| Bug #99412 | Threads_running becomes scalability bottleneck on multi-node NUMA topologies | ||
|---|---|---|---|
| Submitted: | 30 Apr 2020 13:24 | Modified: | 6 May 2020 6:29 |
| Reporter: | Sergey Glushchenko | Email Updates: | |
| Status: | Verified | Impact on me: | |
| Category: | MySQL Server: Compiling | Severity: | S5 (Performance) |
| Version: | 8.0.19 | OS: | Any |
| Assigned to: | CPU Architecture: | Any | |
[30 Apr 2020 13:32]
Sergey Glushchenko
Attached patch removes global atomic_num_thread_running variable. Instead, the number of running threads is counted when p_s.global_status is populated. It brings behavior change. Now session status for threads_running is always 1.
[4 May 2020 12:50]
MySQL Verification Team
Hello Mr. Glushchenko, Thank you for your performance improvement report. I have analysed your patch and it is my opinion that it makes lots of sense. Verified as reported. Thank you, so much, for your contribution.
[6 May 2020 6:29]
Sergey Glushchenko
cleaner version of the patch
Attachment: bug99412.patch (application/octet-stream, text), 8.10 KiB.
[6 May 2020 6:29]
Sergey Glushchenko
Thank you very much Sinisa! I've attached cleaner version of the patch against MySQL 8.0.20
[6 May 2020 12:44]
MySQL Verification Team
Thank you Mr. Glushchenko !!!!

Description: The Threads_running counter is a hotspot in sysbench tests at high concurrency.
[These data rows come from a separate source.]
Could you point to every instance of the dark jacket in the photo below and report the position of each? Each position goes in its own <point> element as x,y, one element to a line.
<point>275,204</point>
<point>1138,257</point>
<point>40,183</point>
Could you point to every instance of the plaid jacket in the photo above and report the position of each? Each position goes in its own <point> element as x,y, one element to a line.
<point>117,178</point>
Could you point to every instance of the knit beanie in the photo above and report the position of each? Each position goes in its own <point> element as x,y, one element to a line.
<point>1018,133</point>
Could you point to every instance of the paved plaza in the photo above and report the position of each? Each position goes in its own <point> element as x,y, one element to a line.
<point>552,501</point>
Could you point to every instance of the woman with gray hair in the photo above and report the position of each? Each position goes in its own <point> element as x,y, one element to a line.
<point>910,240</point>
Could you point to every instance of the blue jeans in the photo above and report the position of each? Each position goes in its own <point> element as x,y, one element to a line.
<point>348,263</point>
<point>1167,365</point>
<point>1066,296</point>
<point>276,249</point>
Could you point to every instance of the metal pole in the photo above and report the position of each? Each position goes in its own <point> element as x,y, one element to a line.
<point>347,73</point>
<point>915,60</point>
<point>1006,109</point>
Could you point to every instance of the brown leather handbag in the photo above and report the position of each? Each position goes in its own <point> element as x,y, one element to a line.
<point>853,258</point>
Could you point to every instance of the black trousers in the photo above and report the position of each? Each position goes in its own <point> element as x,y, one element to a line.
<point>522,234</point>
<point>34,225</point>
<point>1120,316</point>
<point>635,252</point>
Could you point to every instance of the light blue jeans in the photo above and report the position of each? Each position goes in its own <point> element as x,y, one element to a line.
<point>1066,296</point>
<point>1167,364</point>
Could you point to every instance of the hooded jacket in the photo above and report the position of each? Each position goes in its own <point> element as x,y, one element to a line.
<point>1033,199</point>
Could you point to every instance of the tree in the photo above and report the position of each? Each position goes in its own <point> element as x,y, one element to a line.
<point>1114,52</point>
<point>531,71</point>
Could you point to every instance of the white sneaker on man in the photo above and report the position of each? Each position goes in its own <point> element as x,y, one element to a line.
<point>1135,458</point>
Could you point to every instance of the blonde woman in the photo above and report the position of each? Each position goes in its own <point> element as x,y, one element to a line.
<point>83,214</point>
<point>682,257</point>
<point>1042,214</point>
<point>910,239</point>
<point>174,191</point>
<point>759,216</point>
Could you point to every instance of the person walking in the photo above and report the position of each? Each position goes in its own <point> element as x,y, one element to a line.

The counter is modified twice per every SQL command in dispatch_command(): once before a command execution begins, and another time after it finishes. Naturally, modifying a global variable at that rate can easily become a problem with many cores, complex NUMA topologies and short queries like those in sysbench Point Select. The problem manifests itself as dispatch_command() being high in perf reports, for example: 8.28% mysqld [kernel.kallsyms] [k] __wake_up_common_lock 4.89% sysbench [kernel.kallsyms] [k] finish_task_switch 4.75% mysqld [kernel.kallsyms] [k] finish_task_switch 3.09% mysqld mysqld [.] dispatch_command 1.93% sysbench [kernel.kallsyms] [k] prepare_to_wait 1.85% mysqld [kernel.kallsyms] [k] __sys_recvfrom with perf annotate showing increments/decrements as a bottleneck: : /** : Increments thread running statistic variable. : */ : void inc_thread_running() : { : my_atomic_add32(&num_thread_running, 1); 0.00 : c37b24: mov x10, #0x2060 // #8288 0.00 : c37b28: add x24, x21, x10 : my_atomic_add32(): : return __atomic_fetch_add(a, v, __ATOMIC_SEQ_CST); 10.53 : c37b2c: ldaxr w0, [x24] 0.00 : c37b30: add w0, w0, #0x1 22.99 : c37b34: stlxr w1, w0, [x24] 0.59 : c37b38: cbnz w1, c37b2c <dispatch_command(THD*, COM_DATA const*, enum_server_command)+0x20c> : _Z16dispatch_commandP3THDPK8COM_DATA19enum_server_command(): How to repeat: Run in-memory sysbench oltp_ps and use perf to find bottlenecks.